We’ve Got a Problem. A Big Problem.

U.S. President Donald Trump departs the White House June 8, 2018 in Washington, DC. Trump is traveling to Canada to attend the G7 summit before heading to Singapore on Saturday for a planned U.S.-North Korea summit.
Chip Somodevilla/Getty Images North America

There are certain frameworks and situations in the law in which it does not matter why something happened, it simply matters that something has demonstrably happened, to establish the point, making the finding or act. I have thought for some time that we face a similar situation with the man who currently holds the U.S. Presidency. Over the course of 16+ months, President Trump has acted consistently and with some success to destabilize and break up the western alliance (both its formal manifestation in NATO) but also its less formal dimensions in trade and other partnerships. He has also worked consistently on really every front to advance the interests of Russia.

Less obviously to many Americans, he’s been doing something similar in East Asia. The U.S. alliance with Japan and South Korea, which in recent years we’ve taken steps to extend to other states on the periphery of the East Asian landmass (which is basically to say, China) is not simply to protect against North Korea. It is to build a series of security relationships with countries on that periphery to act as a counterweight to the regional (perhaps world) great power, China. Allies in the region are closely watching President Trump’s apparent desire to remove U.S. troops from South Korea for that reason, among others.

The last twenty four hours of attacks on our closest allies capped by President Trump’s seemingly out of the blue demand to bring Russia back into the G-7 (making it again the G-8 which it was for most of the post-Cold War era until Russia was expelled over the annexation of Crimea) simply brings the matter into a newly sharp relief. If candidate Trump and President Putin had made a corrupt bargain which obligated President Trump to destabilize all U.S. security and trade alliances (especially NATO, which has been Russia’s primary strategic goal for 70 years) and advance the strategic interests of Russia, there’s really nothing more remotely realistic he could have done to accomplish that than what he has in fact done.

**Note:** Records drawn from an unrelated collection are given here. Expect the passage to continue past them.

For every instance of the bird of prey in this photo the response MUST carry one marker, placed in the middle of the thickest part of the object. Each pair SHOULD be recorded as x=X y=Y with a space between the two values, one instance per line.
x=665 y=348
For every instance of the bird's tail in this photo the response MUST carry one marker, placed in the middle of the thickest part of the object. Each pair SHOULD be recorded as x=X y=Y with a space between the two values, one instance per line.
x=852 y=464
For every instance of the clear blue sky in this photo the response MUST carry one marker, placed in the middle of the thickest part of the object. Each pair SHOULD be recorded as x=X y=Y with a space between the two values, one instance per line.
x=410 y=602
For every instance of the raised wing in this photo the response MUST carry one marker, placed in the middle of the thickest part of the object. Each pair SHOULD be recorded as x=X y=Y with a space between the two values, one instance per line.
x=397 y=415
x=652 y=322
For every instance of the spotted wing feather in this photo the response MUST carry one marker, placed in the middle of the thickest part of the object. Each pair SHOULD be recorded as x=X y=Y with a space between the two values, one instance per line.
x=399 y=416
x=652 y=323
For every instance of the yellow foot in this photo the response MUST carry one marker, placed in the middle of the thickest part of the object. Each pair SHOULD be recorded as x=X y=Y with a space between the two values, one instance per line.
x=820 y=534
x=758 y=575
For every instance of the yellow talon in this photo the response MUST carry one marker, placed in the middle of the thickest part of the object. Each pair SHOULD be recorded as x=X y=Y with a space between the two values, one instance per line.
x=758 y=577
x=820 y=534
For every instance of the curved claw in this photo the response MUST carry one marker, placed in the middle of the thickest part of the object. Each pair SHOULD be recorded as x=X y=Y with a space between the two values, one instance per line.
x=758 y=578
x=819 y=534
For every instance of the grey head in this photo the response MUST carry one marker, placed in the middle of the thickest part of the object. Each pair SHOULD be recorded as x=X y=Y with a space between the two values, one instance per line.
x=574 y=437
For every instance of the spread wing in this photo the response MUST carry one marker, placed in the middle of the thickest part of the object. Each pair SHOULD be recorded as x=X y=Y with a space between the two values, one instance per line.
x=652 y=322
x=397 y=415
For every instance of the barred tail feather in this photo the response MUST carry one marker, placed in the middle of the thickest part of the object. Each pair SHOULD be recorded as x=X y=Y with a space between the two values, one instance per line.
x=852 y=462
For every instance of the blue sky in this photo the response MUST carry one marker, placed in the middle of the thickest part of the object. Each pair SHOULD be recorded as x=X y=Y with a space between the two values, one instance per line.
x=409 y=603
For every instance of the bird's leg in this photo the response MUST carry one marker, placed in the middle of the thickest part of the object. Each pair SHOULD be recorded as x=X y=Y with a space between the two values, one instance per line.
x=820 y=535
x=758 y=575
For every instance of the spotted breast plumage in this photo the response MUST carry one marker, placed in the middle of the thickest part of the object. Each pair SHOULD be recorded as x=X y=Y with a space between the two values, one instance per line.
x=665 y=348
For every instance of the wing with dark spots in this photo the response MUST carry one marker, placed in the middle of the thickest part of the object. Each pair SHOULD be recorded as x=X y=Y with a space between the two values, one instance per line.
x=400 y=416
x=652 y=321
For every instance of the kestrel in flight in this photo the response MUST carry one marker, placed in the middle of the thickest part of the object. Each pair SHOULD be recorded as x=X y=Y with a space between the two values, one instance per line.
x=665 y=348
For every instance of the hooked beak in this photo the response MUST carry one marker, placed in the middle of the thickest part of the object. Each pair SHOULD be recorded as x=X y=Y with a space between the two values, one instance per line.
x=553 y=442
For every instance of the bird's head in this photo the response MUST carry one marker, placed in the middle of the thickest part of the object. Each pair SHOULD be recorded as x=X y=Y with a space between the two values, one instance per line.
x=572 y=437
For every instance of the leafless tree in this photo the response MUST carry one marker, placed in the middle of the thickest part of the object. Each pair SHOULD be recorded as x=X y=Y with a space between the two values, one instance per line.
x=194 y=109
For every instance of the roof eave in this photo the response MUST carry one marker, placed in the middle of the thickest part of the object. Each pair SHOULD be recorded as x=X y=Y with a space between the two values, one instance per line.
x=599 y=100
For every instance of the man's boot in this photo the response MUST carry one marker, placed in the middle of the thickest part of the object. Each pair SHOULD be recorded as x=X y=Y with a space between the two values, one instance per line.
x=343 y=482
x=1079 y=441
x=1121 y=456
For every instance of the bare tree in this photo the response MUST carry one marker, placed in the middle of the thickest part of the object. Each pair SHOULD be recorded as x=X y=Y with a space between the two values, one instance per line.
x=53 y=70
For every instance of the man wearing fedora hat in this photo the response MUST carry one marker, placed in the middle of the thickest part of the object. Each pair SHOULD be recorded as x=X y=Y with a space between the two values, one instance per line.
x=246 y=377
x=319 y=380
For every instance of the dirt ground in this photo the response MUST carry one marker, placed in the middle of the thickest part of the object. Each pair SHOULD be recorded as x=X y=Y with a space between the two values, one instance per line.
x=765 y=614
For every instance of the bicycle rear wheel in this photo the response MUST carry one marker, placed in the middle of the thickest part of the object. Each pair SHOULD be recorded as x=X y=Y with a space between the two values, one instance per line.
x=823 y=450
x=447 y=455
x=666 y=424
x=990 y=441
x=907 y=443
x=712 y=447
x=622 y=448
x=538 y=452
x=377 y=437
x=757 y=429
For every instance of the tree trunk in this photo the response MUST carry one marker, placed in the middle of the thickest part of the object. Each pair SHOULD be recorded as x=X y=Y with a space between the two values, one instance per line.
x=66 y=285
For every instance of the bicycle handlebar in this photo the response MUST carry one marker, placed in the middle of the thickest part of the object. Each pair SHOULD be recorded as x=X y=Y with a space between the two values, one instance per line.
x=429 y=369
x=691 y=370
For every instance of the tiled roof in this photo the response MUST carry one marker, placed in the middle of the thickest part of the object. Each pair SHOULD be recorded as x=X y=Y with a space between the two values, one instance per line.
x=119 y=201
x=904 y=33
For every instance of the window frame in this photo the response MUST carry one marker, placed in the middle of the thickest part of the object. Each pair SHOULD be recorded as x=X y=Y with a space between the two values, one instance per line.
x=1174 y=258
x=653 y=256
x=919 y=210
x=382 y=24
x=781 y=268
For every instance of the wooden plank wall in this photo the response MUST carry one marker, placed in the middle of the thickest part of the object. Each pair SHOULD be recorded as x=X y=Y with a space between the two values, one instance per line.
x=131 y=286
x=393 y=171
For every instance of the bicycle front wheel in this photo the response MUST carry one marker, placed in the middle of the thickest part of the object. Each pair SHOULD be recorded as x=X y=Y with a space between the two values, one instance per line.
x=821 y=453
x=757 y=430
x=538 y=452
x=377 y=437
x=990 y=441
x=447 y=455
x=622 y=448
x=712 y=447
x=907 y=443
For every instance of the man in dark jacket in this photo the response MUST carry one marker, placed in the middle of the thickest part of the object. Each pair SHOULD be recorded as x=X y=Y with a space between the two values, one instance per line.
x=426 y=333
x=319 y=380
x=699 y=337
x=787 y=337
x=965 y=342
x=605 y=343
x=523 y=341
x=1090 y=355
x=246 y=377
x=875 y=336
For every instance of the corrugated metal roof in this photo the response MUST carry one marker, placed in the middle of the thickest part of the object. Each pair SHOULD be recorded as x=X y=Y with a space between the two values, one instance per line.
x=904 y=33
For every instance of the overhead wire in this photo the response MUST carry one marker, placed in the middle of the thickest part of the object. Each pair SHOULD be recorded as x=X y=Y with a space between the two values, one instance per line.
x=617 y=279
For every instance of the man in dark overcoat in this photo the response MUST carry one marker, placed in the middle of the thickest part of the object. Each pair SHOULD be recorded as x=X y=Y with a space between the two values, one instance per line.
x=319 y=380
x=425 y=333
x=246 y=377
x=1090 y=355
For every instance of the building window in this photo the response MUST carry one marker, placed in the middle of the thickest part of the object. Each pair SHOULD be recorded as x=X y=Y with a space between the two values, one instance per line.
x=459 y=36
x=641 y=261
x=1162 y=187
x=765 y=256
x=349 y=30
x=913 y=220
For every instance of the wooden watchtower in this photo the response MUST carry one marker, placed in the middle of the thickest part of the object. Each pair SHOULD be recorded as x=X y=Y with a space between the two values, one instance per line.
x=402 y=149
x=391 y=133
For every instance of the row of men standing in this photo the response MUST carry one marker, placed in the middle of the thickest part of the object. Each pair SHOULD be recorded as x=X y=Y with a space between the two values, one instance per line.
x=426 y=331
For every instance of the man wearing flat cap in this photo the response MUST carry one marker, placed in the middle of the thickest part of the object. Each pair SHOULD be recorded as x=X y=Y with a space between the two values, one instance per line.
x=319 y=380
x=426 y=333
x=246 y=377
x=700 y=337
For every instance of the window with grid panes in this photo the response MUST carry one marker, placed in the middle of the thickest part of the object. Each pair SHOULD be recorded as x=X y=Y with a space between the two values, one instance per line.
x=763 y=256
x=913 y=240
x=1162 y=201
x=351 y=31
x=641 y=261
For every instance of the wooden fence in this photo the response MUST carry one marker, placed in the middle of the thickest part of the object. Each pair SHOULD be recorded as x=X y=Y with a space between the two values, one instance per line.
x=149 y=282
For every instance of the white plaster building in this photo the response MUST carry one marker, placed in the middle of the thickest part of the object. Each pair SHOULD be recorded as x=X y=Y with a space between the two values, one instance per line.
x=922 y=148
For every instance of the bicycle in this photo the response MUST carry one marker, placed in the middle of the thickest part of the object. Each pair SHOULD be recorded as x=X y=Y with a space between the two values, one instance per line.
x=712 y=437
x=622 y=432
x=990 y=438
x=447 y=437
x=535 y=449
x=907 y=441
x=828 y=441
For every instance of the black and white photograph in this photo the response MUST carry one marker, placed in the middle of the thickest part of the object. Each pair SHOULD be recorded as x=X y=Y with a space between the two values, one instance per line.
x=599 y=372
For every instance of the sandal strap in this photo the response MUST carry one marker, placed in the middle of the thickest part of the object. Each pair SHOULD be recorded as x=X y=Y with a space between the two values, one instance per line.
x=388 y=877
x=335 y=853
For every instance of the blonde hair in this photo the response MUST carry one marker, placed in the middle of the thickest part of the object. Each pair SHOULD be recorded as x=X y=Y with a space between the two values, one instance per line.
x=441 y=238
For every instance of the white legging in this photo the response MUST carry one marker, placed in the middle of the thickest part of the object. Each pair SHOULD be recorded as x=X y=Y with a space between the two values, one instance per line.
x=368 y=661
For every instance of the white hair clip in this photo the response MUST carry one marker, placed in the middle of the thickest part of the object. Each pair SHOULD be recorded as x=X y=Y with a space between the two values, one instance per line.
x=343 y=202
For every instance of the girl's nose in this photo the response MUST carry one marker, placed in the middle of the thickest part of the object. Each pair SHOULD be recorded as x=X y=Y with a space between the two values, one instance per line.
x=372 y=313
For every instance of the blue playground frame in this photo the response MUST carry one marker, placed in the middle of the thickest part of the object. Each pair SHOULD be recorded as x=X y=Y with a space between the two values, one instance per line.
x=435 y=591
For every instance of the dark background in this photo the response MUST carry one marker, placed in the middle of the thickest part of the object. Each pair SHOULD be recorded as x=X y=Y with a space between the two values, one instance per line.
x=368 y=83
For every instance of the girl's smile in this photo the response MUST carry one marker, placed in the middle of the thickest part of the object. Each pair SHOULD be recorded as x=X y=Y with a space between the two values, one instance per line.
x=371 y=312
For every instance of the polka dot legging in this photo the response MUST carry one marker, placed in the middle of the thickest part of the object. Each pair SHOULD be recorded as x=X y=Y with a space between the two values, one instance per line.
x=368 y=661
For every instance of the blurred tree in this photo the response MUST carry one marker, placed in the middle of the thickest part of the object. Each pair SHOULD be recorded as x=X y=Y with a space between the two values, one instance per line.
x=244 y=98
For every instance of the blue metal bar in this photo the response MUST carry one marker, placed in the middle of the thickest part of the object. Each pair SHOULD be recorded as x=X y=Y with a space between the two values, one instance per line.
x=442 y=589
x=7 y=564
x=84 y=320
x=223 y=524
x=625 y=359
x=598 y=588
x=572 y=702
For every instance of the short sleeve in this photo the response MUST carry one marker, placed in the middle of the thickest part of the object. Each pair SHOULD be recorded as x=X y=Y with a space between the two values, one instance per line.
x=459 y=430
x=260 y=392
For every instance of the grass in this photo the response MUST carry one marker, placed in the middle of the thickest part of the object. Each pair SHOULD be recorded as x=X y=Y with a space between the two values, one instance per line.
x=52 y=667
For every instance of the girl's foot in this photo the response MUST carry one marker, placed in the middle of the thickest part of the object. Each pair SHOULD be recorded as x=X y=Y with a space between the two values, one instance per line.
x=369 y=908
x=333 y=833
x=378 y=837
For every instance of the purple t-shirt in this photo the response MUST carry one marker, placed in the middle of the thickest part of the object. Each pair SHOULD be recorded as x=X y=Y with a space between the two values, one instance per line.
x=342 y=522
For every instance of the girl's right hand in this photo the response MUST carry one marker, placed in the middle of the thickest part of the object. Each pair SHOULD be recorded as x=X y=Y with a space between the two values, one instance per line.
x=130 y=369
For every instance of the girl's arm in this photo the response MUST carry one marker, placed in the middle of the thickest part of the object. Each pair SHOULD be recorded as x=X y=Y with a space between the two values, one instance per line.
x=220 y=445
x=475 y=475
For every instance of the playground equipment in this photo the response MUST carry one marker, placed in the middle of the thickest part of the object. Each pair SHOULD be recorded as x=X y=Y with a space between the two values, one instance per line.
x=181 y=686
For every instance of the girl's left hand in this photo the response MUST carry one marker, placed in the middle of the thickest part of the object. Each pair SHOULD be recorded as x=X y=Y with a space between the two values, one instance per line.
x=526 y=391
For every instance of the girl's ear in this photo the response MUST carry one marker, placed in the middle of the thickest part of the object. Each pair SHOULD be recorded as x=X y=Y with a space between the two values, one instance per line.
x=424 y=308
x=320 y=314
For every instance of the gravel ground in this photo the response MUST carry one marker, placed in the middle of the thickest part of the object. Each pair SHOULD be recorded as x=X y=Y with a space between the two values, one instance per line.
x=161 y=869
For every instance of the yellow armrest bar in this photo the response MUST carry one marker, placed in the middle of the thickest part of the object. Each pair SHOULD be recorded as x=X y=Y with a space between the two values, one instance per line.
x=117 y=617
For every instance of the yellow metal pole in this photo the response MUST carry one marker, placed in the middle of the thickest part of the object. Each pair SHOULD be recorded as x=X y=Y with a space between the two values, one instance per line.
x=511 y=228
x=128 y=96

Take a moment to let that sink in. I need to take a moment to let it sink in. It’s shocking to me. It’s shocking to me what’s happening. Now I said above “remotely realistic.” A critic of what I wrote above might note that Trump could, in fact, have taken steps to abrogate the NATO treaty commitments. He might have said publicly that the U.S. would not aid the Baltic states or Poland against a Russian invasion. We can also note that he has approved very limited sale of weaponry to Ukraine, which is of course still battling Russian proxy forces in the eastern part of the country. But the things he could have done but has not done really to me fall into the category of things that are unnecessary and probably still beyond what the President could remotely get away with.

Sanctions are an instructive example. The administration did finally impose a limited version of the sanctions Congress authorized early in Trump’s presidency. But on every sanctions front, it has been always absolutely as little as possible and always kicking and screaming. He has also been surrounded by people like H.R. McMaster and many others of a similar outlook, who clearly aren’t friendly to the strategic interests of Russia. So Trump has been operating to a degree within the constraints of U.S. public opinion and the heavy remonstrations of his top advisors. And yet … at every opportunity, he did everything he could realistically do to advance that agenda.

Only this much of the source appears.